Leisure Bay is a small seaside resort village located on the Lower South Coast of KwaZulu-Natal in South Africa.

Geography 
Leisure Bay is situated between Port Edward and Glenmore and 26 km south-west of Port Shepstone and 98 km south-west of Durban.

Leisure Bay is regarded as one of the many extensions of Port Edward including Glenmore, Munster and Palm Beach. The village can also been seen as a collective with the villages of Leisure Crest to the north and Ivy Beach to the south.

Lifestyle 
The village is a quiet one and remains unspoilt with most of it covered in subtropical vegetation due to the little development occurring in these villages between Port Edward and Margate.
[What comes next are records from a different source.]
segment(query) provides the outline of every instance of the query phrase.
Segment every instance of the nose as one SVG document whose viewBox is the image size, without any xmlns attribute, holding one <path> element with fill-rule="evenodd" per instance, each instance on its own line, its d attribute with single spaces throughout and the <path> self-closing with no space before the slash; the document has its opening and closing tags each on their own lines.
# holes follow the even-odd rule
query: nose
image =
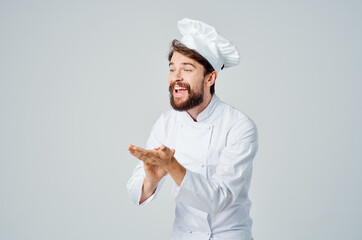
<svg viewBox="0 0 362 240">
<path fill-rule="evenodd" d="M 183 80 L 181 71 L 180 70 L 174 70 L 174 72 L 170 73 L 170 80 L 171 82 L 180 82 Z"/>
</svg>

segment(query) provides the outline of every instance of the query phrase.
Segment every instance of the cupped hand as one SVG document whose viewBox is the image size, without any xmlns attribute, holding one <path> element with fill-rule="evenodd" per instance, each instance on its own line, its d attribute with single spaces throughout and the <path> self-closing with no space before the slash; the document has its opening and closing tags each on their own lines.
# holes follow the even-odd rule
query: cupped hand
<svg viewBox="0 0 362 240">
<path fill-rule="evenodd" d="M 167 167 L 169 164 L 172 163 L 173 160 L 175 160 L 175 150 L 170 149 L 165 145 L 154 148 L 152 150 L 146 150 L 141 147 L 129 145 L 128 151 L 144 163 L 149 163 L 162 167 Z"/>
</svg>

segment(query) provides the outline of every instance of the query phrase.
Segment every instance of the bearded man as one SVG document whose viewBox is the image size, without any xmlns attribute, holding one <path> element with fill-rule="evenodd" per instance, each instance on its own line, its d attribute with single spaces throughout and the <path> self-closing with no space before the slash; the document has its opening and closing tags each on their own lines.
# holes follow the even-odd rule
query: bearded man
<svg viewBox="0 0 362 240">
<path fill-rule="evenodd" d="M 166 175 L 176 201 L 172 239 L 252 239 L 248 191 L 257 152 L 254 122 L 220 101 L 218 72 L 239 63 L 236 46 L 201 21 L 178 22 L 183 35 L 169 53 L 173 110 L 154 124 L 147 148 L 128 146 L 141 160 L 128 181 L 132 200 L 153 200 Z"/>
</svg>

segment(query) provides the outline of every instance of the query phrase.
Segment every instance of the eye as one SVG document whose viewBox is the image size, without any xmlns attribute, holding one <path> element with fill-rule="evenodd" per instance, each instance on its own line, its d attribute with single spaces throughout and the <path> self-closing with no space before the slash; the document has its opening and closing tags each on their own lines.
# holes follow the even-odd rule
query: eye
<svg viewBox="0 0 362 240">
<path fill-rule="evenodd" d="M 174 72 L 174 71 L 175 71 L 175 69 L 170 68 L 170 72 Z"/>
<path fill-rule="evenodd" d="M 191 69 L 184 69 L 185 72 L 191 72 Z"/>
</svg>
It is also popular with artists, and many of them live and work in the area due to the tranquil lifestyle of the village.

Tourism 
As the name implies, Leisure Bay acts very much as a holiday destination or a relaxation escape for tourists.

Leisure Bay has access to three shark-protected beaches Kidds Beach (not to be confused with Kidd's Beach in the Eastern Cape), T.O Beach and Ivy Beach which are patrolled by lifeguards during school holiday periods.

Transport 
Leisure Bay has no access to public transport and is therefore dependent on private transportation. It is accessed by the R61 which connects to Port Edward, Mbizana and Mthatha to the south and Port Shepstone, Margate and Durban (via the N2) to the north.

Leisure Bay Conservancy 
The Leisure Bay Conservancy includes the area from the Boboyi River in the south, the Thongazi River in the north, the Indian Ocean in the east and the R61 in the west and is registered with Ezemvelo KZN Wildlife and Conservation KZN since January 2012. The conservancy was formed to preserve the biodiversity in the natural environment of coastal and riverine forest, coastal bush, grasslands, help control the invasion of alien species, and promote the planting of indigenous vegetation in Leisure Bay. This successively assists in preserving wildlife in the area, including caracal, water mongoose, bushbuck, duiker, leopard and a wide range of bird and insect life.

This is one of 6 conservancies in the Port Edward/Southbroom area including part of a broader green belt that includes the Munster, Trafalgar, Mpenjati, Marina Beach and Umtamvuna conservancies.